This is a structural shift. Winning in 2023 required technology, connectivity, and strategic fit. Winning in 2026 requires all three plus a credible green energy supply from a narrow technology list. In a city-state with no meaningful renewable energy sources of its own.
That constraint is not trivial. Singapore cannot generate the required green energy domestically at scale. Whoever wins DC-CFA2 will need either a contracted supply of biomethane or hydrogen or a genuinely innovative on-site solution. These are markets that are still nascent in Southeast Asia. That is a real infrastructure problem, not a paperwork problem.
The strategic and economic criteria have the same structure as DC-CFA1 but the language has tightened. DC-CFA1 asked applicants to "strengthen Singapore's position as a regional hub." DC-CFA2 asks them to strengthen Singapore's position as a "trusted hub for AI and DC investments" with explicit reference to infrastructure resilience and international connectivity. The word trusted is new. It is not accidental.
On the economic side, DC-CFA2 now asks for fixed asset investment figures and total business expenditure. Specific numbers are requested, not general commitments. And it asks explicitly for partnerships that "improve the competitiveness of industries and companies based in Singapore." That is a requirement to demonstrate local economic impact beyond the data center fence.
The pattern from DC-CFA1 holds. But the discretionary fourth criterion now has more surface area. More ways to differentiate, and more ways to fall short.
The Real Competition
Read the criteria, the language, and the discretionary fourth filter, and a different process emerges.

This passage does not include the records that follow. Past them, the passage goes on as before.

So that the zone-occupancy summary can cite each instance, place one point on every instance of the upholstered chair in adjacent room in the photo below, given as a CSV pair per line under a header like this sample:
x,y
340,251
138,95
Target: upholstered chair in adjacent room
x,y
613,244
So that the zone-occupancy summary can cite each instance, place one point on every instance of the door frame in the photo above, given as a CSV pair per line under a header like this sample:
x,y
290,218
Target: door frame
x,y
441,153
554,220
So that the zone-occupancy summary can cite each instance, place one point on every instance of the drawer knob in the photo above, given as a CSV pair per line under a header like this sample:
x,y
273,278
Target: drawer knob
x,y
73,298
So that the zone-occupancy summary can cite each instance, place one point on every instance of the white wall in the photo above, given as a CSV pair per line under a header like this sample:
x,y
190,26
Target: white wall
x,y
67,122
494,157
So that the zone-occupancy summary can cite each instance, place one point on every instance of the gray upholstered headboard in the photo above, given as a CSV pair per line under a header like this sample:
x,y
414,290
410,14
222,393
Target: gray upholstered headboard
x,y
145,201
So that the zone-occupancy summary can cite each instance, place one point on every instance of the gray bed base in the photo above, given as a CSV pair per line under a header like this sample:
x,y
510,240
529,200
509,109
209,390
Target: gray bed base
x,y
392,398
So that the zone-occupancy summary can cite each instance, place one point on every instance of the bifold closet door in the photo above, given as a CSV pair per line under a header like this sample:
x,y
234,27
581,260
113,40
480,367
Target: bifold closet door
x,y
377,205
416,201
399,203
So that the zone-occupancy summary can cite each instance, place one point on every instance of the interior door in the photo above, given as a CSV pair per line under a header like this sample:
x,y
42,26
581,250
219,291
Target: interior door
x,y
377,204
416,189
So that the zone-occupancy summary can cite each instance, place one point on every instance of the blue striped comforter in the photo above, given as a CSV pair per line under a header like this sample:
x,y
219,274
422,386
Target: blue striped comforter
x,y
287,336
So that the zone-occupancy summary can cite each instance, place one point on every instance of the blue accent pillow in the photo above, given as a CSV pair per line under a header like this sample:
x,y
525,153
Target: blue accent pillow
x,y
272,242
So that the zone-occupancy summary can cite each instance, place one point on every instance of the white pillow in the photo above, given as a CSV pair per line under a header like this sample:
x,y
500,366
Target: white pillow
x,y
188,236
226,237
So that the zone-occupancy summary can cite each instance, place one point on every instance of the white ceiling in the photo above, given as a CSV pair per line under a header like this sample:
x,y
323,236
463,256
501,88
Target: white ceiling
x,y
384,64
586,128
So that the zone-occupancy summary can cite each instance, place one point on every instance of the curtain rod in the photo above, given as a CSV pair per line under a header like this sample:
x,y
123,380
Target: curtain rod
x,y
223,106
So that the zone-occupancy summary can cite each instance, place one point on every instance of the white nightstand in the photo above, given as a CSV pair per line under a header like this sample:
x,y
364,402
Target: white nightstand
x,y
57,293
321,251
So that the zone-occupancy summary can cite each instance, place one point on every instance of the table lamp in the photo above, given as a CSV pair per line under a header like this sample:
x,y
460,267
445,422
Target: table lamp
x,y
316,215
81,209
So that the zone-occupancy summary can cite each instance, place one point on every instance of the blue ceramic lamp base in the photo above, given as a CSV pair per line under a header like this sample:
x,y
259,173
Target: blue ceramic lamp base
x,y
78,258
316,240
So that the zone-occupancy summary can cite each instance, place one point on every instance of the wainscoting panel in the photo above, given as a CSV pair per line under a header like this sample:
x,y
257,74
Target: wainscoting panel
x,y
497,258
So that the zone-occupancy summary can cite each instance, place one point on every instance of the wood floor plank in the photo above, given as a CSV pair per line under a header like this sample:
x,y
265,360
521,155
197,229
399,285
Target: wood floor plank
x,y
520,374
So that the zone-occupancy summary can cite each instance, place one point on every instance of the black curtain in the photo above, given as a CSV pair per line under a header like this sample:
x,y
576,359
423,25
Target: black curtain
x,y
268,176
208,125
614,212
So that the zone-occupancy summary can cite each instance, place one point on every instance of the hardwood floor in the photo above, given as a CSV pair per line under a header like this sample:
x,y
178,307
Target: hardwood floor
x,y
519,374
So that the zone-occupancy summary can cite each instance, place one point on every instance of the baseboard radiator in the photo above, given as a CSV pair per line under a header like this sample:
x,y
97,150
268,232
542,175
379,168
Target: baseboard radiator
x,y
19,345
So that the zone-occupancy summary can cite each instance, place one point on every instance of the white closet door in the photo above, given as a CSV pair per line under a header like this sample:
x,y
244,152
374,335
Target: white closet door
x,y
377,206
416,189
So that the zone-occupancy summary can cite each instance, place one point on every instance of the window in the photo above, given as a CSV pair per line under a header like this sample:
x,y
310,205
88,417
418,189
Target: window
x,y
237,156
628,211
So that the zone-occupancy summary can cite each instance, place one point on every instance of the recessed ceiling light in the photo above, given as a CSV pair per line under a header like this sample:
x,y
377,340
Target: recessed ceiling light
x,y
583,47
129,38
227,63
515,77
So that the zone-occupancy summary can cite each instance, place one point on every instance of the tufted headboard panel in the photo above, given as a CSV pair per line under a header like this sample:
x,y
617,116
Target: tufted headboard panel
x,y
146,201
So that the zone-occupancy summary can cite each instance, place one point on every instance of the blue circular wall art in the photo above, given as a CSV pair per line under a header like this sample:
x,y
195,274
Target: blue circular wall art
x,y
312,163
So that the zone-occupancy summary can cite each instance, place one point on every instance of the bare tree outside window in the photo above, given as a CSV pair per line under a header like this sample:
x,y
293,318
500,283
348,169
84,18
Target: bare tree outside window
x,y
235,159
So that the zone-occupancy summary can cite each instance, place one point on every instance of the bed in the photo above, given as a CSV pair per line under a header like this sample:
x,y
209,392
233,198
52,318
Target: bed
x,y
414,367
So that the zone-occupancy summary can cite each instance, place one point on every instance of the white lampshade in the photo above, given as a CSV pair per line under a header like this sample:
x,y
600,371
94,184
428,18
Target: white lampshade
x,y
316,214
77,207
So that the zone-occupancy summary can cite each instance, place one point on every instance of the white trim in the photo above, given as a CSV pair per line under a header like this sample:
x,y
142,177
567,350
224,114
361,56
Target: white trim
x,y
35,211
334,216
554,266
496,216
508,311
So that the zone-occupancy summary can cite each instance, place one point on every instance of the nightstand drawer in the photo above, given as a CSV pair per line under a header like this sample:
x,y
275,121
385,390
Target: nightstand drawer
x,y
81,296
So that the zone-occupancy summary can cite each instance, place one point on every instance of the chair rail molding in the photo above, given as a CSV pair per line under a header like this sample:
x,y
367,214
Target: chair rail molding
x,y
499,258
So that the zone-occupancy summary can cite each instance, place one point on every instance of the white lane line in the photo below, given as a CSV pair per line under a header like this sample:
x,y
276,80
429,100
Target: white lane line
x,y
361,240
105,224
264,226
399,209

The form is procurement. The function is geopolitical selection.
Operators who treat it as a procurement exercise have likely already lost. No matter how much technical competence or financial capital they bring. DC-CFA2 is a geopolitical filter, not a technical competition.
Capital and technical competence matter. They are the baseline, not the clincher. The actual winners are those who fill the gaps Singapore cannot fill itself, and offer utility the city-state cannot generate domestically. That decisive criterion cannot be benchmarked.
DC-CFA2 results will be announced later in 2026. DC-CFA1 selected four winners with different profiles: Microsoft as a hyperscaler, Equinix as a global colocation leader, GDS as a Chinese colocation operator, and AirTrunk-ByteDance as a consortium with Chinese tech participation. The pattern was diversity by strategic profile, not concentration by scale.
If the discretionary fourth criterion remains decisive in DC-CFA2, the pattern will repeat. At least one winner will not be among the top ten global colocation operators by capacity. At least one will be Chinese or Chinese-linked again.
Watch who wins. Watch what gap they filled.
Note: Published the day DC-CFA2 closed.